By Susan Milius
Pollen wafts from a field of corn genetically engineered to make its own insecticide in amounts sufficient to kill monarch butterfly caterpillars nearby, according to an Iowa study.
The corn variety examined carries a gene from Bacillus thuringiensis for an especially strong punch of the bacterial toxin. The corn sheds pollen at worrisome concentrations up to 10 meters from the field, report Laura C. Hansen Jesse and John J. Obrycki at Iowa State University in Ames. They presented an early analysis of these data last year (SN: 12/18&25/99, p. 391), and Oecologia released the full paper online in August.

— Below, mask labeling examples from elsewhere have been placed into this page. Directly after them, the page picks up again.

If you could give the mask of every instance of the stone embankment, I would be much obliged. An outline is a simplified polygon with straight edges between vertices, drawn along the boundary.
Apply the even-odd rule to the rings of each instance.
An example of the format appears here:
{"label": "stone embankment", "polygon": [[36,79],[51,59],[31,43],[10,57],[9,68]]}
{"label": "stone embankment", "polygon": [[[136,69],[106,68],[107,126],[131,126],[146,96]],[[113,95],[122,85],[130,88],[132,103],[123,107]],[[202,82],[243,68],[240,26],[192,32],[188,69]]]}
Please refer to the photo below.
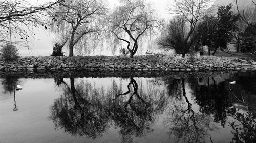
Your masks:
{"label": "stone embankment", "polygon": [[237,58],[163,55],[135,56],[24,57],[0,59],[0,70],[26,71],[224,71],[256,68],[256,63]]}

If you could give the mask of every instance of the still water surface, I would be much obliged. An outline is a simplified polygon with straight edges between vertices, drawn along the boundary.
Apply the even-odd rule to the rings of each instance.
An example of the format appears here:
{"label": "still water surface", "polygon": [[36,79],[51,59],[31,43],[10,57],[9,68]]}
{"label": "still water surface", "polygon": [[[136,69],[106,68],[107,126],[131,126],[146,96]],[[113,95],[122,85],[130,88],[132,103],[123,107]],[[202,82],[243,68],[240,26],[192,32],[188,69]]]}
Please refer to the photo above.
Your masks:
{"label": "still water surface", "polygon": [[0,142],[230,142],[231,109],[255,113],[256,72],[209,75],[2,76]]}

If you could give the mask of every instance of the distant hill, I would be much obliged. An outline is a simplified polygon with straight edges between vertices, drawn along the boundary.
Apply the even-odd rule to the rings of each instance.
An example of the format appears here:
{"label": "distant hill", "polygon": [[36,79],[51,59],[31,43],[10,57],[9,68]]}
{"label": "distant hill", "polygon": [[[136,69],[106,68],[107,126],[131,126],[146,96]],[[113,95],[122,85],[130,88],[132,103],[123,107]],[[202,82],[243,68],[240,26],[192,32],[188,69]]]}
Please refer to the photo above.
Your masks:
{"label": "distant hill", "polygon": [[[238,0],[238,5],[239,11],[244,14],[246,16],[248,20],[251,22],[256,22],[256,5],[253,4],[251,0]],[[254,1],[256,2],[256,1]],[[214,5],[219,7],[222,6],[226,6],[231,3],[232,10],[237,13],[237,5],[235,0],[216,0]]]}

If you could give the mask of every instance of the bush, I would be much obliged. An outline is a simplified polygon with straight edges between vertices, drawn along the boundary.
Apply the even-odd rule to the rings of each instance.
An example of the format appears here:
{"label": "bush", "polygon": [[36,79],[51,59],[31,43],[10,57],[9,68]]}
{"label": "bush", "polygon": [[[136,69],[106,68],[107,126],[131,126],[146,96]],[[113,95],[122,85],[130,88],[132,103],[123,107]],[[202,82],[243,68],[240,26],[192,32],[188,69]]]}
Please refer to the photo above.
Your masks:
{"label": "bush", "polygon": [[121,55],[124,56],[127,55],[129,53],[129,51],[125,48],[121,48],[119,51]]}
{"label": "bush", "polygon": [[18,49],[13,45],[7,44],[2,46],[0,49],[0,55],[7,61],[13,61],[19,58]]}
{"label": "bush", "polygon": [[[187,35],[185,19],[176,17],[169,22],[164,35],[157,44],[161,48],[169,50],[174,49],[177,54],[183,53],[183,48],[187,45],[185,39]],[[185,49],[184,53],[189,51],[189,47]]]}
{"label": "bush", "polygon": [[58,43],[55,43],[54,46],[52,47],[52,54],[51,56],[63,56],[63,52],[62,52],[63,45],[61,45]]}

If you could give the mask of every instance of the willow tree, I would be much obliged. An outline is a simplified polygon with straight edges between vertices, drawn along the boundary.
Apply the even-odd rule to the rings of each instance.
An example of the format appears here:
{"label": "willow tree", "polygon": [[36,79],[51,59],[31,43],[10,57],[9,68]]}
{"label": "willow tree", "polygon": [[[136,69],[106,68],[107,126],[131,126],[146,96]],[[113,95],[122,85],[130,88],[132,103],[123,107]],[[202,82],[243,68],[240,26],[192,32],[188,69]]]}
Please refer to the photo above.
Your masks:
{"label": "willow tree", "polygon": [[144,0],[120,1],[120,5],[109,16],[109,30],[117,39],[127,44],[130,57],[139,48],[139,40],[159,30],[162,21],[152,5]]}
{"label": "willow tree", "polygon": [[78,42],[86,42],[87,36],[100,34],[100,19],[106,8],[102,0],[72,0],[61,3],[52,13],[53,31],[68,39],[69,56]]}
{"label": "willow tree", "polygon": [[206,13],[210,10],[210,0],[172,0],[167,10],[172,14],[184,19],[188,25],[187,33],[182,40],[182,56],[185,56],[193,44],[194,40],[191,38],[198,21],[201,20]]}
{"label": "willow tree", "polygon": [[28,44],[28,39],[34,36],[33,27],[47,29],[45,18],[52,9],[64,0],[51,1],[35,5],[29,1],[4,0],[0,2],[0,42],[11,41],[16,44]]}

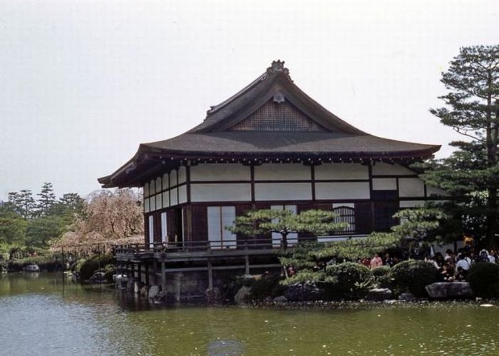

For the past year and a half, debate has raged over whether Bt corn’s built-in pesticide hurts harmless insects. A Cornell University team ignited the debate by dusting leaves with Bt corn pollen and feeding them to monarch caterpillars in the lab (SN: 5/22/99, p. 324: https://www.sciencenews.org/sn_arc99/5_22_99/fob1.htm). About half the caterpillars died. Critics complained that the pollen dustings didn’t reflect natural levels.
Jesse and Obrycki let nature do the dusting, however. They then fed the leaves to caterpillars in a laboratory.
Chicago researchers testing another caterpillar found it unharmed by a corn variety with low Bt production (SN: 6/10/00, p. 372: Bt corn variety OK for black swallowtails). Other researchers have indications that wild monarch caterpillars may be able to avoid high concentrations of Bt.